The phylogenetic results suggest that the lophotrochozoan RLRs integrated with non-canonical N-terminal domains were distributed unevenly across the RLR phylogeny with the dominant clade in Cluster II, and most were species-specific. Most lophotrochozoan RLRs clustered with vertebrate RIG-I instead of MDA5/LDP2 and were divided into two clusters. The domain composition showed that the functions of the RLRs in Cluster II were more diverse than those in Cluster I. Previous studies have shown that in addition to RLRs [21], the other two gene families encoding immune receptors, NLR and TLR, underwent massive species-specific expansions and domain shuffling in various lineages [61]. In the NACHT protein family, a diversity of N-terminal domains, including death, CARD, DED, BIR, and PYRIN domains, was found. Among them, three types of domain combinations have emerged multiple times in different lineages, including death-NACHT-LRR, CARD-NACHT-LRR, and PYRIN-NACHT-LRR [61]. Studies on the TIR protein family have shown that across the metazoans, the N-terminal domain connected to TIR has the IG, death, and SAM domains, and IG-TIR has emerged multiple times in different lineages [61]. In contrast, in the specific domains of the N-terminus of RLRs (except CARD), the death, DED, and IG domains have emerged multiple times in different lineages, while the CASc and SAM domains have only been found in one species. Two separate domains of TLR, the TIR domain and the LRR domain, have been found to have a domain combination phenomenon. The combination of the P-TIR and P-LRR domains occurred in non-bilateria, while the early combination of the V-TIR and V-LRR domains for V-TLR occurred after the divergence of bilateria and non-bilateria [62]. Generally, it is speculated that the combination of the above domains is not random but follows certain rules, which might be selective pressure exerted by pathogens in a specific environment [61,62]. In addition, the phenomenon of domain shuffling in killer cell Ig-like receptors (KIRs) is expressed on the surface of NK cells, which leads to the production of new KIRs [63].
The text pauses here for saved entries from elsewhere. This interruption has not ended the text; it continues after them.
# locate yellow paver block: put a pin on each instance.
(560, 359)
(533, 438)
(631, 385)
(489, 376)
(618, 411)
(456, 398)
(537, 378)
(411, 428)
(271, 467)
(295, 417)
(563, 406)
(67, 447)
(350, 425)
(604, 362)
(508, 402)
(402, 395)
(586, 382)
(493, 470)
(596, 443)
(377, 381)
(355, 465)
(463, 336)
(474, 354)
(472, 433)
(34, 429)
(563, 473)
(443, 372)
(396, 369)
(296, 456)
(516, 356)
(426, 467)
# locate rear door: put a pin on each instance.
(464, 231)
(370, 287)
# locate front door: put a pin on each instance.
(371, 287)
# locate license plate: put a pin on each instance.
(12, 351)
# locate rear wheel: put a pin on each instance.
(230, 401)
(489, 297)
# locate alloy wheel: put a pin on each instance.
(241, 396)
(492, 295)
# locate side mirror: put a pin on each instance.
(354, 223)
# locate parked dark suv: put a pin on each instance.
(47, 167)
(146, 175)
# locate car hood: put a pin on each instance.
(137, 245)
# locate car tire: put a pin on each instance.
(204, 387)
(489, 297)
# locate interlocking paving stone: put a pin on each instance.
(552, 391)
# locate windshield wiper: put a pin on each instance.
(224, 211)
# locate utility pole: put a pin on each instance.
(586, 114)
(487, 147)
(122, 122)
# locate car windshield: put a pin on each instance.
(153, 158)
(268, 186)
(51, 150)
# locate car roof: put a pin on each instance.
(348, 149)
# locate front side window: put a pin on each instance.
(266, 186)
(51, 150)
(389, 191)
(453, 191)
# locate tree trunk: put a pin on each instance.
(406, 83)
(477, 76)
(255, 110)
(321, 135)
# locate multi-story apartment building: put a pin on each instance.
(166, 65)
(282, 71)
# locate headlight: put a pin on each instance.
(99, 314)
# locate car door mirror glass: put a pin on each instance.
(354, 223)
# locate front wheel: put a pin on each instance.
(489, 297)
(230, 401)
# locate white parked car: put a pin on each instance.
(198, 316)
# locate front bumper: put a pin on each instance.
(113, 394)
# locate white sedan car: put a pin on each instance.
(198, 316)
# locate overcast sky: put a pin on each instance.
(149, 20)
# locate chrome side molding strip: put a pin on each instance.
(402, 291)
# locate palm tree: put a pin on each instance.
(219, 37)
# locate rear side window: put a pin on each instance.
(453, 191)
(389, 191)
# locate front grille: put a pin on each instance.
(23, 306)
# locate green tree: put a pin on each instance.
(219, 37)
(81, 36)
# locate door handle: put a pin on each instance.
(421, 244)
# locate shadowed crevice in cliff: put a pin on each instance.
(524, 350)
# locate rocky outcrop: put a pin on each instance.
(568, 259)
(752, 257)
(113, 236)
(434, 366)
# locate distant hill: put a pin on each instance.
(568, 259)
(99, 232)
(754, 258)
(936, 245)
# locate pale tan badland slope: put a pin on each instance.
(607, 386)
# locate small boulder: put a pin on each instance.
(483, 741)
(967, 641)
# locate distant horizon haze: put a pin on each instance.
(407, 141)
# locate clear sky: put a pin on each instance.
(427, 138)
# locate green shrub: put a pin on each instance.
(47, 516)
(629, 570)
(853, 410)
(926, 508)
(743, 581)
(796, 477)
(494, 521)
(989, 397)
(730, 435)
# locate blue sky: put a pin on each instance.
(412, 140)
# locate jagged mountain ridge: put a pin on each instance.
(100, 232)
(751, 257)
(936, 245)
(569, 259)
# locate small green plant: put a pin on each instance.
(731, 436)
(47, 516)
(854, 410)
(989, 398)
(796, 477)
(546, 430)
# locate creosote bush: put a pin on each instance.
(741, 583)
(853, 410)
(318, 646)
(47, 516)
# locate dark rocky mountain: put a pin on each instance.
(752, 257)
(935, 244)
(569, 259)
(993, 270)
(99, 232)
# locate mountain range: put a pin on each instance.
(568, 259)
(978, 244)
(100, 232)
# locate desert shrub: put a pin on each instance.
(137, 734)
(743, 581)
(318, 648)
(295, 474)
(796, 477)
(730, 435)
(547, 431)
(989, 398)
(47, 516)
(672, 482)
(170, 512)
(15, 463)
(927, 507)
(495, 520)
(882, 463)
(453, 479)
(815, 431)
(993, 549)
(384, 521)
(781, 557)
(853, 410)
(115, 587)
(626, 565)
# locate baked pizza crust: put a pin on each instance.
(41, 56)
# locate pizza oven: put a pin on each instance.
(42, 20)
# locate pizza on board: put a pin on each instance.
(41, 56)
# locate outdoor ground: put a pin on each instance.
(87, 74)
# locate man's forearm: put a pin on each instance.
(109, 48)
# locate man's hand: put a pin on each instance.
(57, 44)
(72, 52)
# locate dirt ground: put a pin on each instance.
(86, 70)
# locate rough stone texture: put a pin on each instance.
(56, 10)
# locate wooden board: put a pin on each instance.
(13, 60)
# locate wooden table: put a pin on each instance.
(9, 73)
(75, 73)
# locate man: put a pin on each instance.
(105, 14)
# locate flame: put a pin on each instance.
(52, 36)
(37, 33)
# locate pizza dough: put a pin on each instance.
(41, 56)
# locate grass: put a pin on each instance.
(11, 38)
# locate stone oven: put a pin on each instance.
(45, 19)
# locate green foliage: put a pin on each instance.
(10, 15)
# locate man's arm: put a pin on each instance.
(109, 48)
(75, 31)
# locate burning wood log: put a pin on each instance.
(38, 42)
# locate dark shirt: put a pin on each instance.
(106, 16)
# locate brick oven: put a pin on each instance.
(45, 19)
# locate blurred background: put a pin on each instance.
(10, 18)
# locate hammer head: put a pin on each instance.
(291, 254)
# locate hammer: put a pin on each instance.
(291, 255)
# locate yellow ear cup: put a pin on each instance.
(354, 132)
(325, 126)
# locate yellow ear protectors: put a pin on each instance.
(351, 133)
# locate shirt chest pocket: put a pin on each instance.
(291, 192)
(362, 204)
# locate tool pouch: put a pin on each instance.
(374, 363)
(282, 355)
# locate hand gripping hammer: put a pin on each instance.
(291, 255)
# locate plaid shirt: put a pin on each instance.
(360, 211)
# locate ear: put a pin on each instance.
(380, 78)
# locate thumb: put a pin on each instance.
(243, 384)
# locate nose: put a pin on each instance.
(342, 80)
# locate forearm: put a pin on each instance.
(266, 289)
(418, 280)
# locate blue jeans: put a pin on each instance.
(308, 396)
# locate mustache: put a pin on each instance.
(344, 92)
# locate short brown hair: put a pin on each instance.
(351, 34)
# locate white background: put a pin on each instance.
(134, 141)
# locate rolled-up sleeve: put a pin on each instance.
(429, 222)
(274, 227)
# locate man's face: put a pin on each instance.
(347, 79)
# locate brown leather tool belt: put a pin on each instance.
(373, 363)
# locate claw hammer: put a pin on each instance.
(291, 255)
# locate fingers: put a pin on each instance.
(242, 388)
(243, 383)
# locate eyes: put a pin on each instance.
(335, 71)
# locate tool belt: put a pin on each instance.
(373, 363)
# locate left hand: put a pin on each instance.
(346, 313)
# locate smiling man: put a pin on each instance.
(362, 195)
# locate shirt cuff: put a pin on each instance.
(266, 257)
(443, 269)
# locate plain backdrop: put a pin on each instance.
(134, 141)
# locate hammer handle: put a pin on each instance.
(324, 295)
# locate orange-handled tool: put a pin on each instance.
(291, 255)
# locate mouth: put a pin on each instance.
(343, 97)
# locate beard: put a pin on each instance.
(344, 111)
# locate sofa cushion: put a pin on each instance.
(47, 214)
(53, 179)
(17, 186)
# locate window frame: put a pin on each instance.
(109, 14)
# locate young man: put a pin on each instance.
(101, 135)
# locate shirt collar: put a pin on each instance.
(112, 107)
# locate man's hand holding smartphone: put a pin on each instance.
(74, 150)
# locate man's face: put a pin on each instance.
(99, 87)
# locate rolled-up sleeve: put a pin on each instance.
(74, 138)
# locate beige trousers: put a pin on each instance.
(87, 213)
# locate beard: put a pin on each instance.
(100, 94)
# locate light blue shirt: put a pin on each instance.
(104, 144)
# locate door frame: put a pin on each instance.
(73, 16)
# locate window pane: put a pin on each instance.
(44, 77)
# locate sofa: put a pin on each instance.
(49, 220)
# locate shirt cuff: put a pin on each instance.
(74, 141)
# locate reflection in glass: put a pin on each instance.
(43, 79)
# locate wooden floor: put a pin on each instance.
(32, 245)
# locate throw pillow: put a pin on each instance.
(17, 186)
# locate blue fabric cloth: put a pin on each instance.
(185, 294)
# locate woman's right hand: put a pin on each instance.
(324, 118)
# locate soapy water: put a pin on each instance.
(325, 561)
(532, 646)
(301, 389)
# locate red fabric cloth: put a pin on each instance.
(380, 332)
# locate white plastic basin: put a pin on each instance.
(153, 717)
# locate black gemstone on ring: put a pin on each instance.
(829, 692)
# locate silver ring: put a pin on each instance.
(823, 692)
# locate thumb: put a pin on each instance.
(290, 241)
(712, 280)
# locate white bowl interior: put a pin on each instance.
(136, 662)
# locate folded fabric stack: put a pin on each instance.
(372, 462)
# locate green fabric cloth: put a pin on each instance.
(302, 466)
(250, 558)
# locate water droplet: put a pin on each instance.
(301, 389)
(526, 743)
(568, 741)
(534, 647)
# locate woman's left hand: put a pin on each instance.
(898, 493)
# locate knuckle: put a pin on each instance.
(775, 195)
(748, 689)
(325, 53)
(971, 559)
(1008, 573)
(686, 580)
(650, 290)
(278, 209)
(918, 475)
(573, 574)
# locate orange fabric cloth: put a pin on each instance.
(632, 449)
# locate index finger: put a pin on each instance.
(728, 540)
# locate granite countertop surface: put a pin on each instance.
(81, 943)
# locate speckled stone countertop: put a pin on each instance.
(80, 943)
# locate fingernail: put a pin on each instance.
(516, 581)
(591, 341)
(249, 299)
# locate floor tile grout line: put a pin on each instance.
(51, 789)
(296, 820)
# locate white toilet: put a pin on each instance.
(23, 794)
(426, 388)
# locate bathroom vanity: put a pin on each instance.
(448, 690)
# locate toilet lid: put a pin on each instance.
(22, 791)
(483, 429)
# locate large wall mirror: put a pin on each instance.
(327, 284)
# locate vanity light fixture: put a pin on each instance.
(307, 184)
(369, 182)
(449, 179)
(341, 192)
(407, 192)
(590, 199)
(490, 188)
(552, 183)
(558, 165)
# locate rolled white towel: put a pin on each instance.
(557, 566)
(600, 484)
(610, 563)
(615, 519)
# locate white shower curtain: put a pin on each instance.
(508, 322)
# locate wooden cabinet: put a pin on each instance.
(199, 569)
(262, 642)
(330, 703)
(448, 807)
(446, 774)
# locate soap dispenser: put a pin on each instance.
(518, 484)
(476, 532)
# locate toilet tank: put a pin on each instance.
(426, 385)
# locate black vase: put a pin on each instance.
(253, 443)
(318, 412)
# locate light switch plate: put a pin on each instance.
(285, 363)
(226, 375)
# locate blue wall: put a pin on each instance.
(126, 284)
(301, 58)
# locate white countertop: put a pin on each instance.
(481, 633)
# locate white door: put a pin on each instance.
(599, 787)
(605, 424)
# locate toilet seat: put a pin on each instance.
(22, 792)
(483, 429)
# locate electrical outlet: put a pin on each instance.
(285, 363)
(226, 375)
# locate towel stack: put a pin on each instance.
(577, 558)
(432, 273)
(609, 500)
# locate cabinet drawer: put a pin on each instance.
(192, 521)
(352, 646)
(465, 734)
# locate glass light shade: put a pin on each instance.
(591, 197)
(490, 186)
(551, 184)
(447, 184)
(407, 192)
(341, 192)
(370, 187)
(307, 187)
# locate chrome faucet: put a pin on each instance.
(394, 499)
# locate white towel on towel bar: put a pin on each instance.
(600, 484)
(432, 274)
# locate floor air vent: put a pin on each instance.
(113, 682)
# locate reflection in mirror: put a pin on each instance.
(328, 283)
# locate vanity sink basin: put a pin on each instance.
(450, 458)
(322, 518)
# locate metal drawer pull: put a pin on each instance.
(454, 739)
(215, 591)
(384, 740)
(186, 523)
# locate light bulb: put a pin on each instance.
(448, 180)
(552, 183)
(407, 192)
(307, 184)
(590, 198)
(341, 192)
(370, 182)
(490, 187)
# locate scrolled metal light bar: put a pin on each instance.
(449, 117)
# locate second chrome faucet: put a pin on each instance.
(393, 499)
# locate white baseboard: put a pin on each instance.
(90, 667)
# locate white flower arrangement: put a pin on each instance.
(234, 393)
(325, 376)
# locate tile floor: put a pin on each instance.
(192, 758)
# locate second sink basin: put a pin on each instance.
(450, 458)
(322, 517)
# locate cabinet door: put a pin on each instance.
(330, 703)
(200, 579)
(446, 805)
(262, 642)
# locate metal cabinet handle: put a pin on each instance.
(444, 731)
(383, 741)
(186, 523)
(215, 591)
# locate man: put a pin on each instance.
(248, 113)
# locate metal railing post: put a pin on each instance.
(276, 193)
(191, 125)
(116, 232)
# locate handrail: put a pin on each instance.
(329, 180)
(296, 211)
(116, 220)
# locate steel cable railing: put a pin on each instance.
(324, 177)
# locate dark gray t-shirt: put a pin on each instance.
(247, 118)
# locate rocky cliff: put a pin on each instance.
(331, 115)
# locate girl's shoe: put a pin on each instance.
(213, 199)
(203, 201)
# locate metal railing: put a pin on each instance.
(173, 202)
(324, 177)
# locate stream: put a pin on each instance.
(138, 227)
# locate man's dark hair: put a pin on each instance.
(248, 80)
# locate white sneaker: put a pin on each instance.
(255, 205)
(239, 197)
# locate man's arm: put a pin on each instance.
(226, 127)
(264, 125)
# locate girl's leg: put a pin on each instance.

Interestingly, the exon–intron structure seems to significantly contribute to the integration of non-canonical N-terminal domains in the lophotrochozoan RLRs. The structure of the RLR protein is relatively simple in ancestral metazoan porous animals and cnidarians. However, in lophotrochozoans, the domain arrangement of the RLR protein showed a complex and diverse pattern with the addition of the second CARD (CARD1) and non-canonical N-terminal domains. Deletion and incorporation of specific domains have become prevalent. Based on our results, the diversity of the N-terminal domains in lophotrochozoan RLRs should be attributed to domain shuffling after gene duplication. As the domains are often correlated with exon boundaries, exon shuffling is believed to be one of the major forces driving domain shuffling [47]. Our study indicates that intronization/exonization is the main driving force of exon shuffling. A similar phenomenon of exon shuffling was observed in the KIR gene family. For KIR genes, the exon–intron structure correlates with the four main parts: the first three parts comprise an Ig domain, D0, D1, and D2, and the last part comprises the stem (S), transmembrane (TM), and cytoplasmic (CYT) domains [63,64]. A previous study speculated that, in addition to domain shuffling’s KIR being more favored by natural selection, another important reason for domain shuffling is that certain introns are hot spots for recombination [63]. For the RLR gene, almost all specific domains were found to be fully encoded by only one exon (Figure 6), which also creates an environment in which exon shuffling occurs.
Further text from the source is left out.